1987’de Amerikalı tiyatro yapımcısı ve yönetmeni Harold Prince kitabı bir müzikale çevirdi. ‘Roza’ adlı yapımda başrolde Georgia Brown, Younger Momo rolünde Max Loving ve Momo rolünde Alex Paez yer aldı. Broadway’de sahnelenmeden önce 10 günlük iyi bir bölgesel performans sergiledi. 2010 yılında Myriam Boyer, Rosa’yı da canlandırdığı ‘La vie devant soi’ adlı televizyon filmini yazdı ve yönetti. Momo karakterini o versiyonda Julien Soster canlandırmıştı.
Yönetmen Ponti kendi versiyonunu, İtalya’nın Apulia bölgesinin (Pùglia) başkenti olan bugünkü Bari’de yayınladı. Bu değişiklikler, ana karakterlerin arka planlarının da değiştirilmesi gerektiği anlamına geliyordu.
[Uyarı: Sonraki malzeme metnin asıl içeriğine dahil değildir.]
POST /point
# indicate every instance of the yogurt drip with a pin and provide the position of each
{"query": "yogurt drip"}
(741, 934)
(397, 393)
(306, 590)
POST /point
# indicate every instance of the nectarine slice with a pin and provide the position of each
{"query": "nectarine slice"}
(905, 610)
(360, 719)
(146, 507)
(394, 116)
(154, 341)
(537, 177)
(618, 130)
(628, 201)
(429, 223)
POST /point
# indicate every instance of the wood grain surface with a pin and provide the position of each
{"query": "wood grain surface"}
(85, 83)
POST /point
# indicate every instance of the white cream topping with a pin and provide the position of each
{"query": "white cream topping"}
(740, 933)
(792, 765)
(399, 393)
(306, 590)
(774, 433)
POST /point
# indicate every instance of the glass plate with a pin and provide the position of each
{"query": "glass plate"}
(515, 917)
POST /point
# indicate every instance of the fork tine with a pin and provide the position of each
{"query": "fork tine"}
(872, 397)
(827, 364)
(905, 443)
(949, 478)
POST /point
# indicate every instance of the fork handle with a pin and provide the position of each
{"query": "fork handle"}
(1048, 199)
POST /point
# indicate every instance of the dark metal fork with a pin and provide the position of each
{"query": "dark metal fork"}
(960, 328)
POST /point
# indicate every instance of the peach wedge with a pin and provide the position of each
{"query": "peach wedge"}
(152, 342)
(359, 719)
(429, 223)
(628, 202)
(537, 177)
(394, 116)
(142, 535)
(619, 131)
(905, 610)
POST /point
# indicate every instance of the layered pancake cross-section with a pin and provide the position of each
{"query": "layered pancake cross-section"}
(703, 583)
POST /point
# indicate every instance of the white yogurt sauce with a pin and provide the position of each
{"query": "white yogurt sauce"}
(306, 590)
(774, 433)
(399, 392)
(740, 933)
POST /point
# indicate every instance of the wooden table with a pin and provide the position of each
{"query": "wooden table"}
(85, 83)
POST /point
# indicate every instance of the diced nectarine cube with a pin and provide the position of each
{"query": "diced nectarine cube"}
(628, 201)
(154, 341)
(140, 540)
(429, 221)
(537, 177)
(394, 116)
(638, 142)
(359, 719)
Madame Rosa, Holokost’tan sağ kurtulan ve Auschwitz toplama kampının eski esirlerinden biridir. Roman, 1970’lerde geçiyor. Bu zamana kadar kitabın Rosa’sı çoktan yaşlandı. Bu, Auschwitz’teyken en azından genç bir kadın olduğu anlamına gelir. Ancak Ponti, kendi Roza’sının, Momo’nun şu an olduğu yaşta olduğunu açıkça belirtiyor. Bu, hikayeye bir süreklilik düzeyi getirmektedir, aksi takdirde karşılaşacağı sorunların çoğu hikayenin yeniden revize edilebilmesini engelleyebilir.
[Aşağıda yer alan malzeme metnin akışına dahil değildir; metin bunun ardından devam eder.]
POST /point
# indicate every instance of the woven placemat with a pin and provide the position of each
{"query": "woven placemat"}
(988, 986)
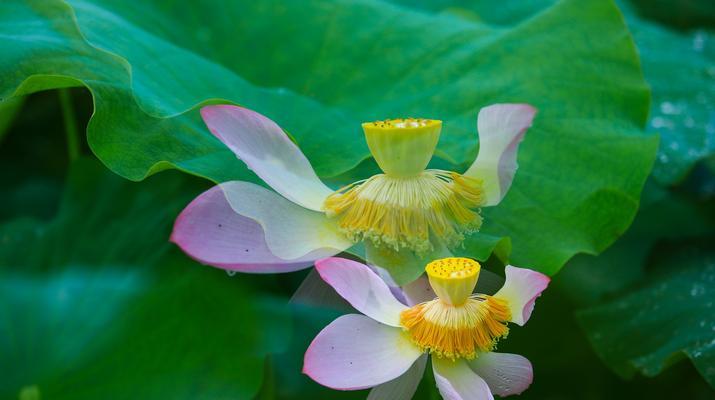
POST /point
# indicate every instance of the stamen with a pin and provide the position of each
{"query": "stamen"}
(457, 323)
(457, 332)
(403, 212)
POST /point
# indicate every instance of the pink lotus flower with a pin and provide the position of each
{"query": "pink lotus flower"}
(387, 348)
(241, 226)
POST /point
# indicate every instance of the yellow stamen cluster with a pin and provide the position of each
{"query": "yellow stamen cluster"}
(401, 212)
(457, 324)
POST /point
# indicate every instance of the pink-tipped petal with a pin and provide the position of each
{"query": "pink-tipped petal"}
(402, 387)
(456, 381)
(210, 231)
(362, 288)
(355, 352)
(268, 152)
(506, 374)
(501, 128)
(520, 290)
(418, 291)
(291, 231)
Momo’ya gelince, Ponti onu Senegalli göçmenlerin çocuğu olarak göstermektedir. Bu, günümüzün en yaygın sorunlarından biri olan mülteci krizinin ele alınmasına yardımcı oluyor. Aslında kitabın Momo’su, 1970’lerin Fransa’sında kendi sorunları olan Cezayirli bir çocuktur. Değişik açılardan bakıldığında erkek çocukların sorunları oldukça benzerdir, bazılarında ise farklılıklar bulunur. Ponti’nin versiyonundaki Momo’nun aksine, kitabın Momo’sunun annesi hala yaşıyor ama onu, bakması için Rosa’ya bırakıyor.
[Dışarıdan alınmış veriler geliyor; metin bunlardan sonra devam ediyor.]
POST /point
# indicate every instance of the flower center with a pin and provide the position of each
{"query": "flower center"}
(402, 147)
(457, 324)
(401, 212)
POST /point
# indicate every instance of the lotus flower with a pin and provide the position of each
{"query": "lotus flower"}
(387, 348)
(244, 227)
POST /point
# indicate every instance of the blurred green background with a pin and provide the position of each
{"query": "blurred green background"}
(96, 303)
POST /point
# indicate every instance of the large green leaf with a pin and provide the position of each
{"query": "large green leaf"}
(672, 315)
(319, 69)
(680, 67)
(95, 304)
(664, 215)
Romanın ve yönetmen Ponti’nin filminin temeli Rose ve Momo arasındaki ilişkidir. Yukarıdaki değişiklikler bu bağlantının bazı yüzeysel yönlerini etkilese de, her ikisi için ne anlama geldiğini ve buna nasıl tepki verdiklerini değiştiremezler.
The Life Ahead Nerede Çekildi?

The Life Ahead filminin nerede çekildiği konusuna geldiğimizde şunları söyleyebiliriz: Filmin birçok sahnesi, eski bir tarihi olduğu ve daha önce “Wonder Woman” ve “Lanetli bağlar” filminin de çekildiği İtalya’nın Apulia bölgesindeki Adriyatik Denizi kıyısında bir liman kenti olan “Bari’de” çekilmiştir.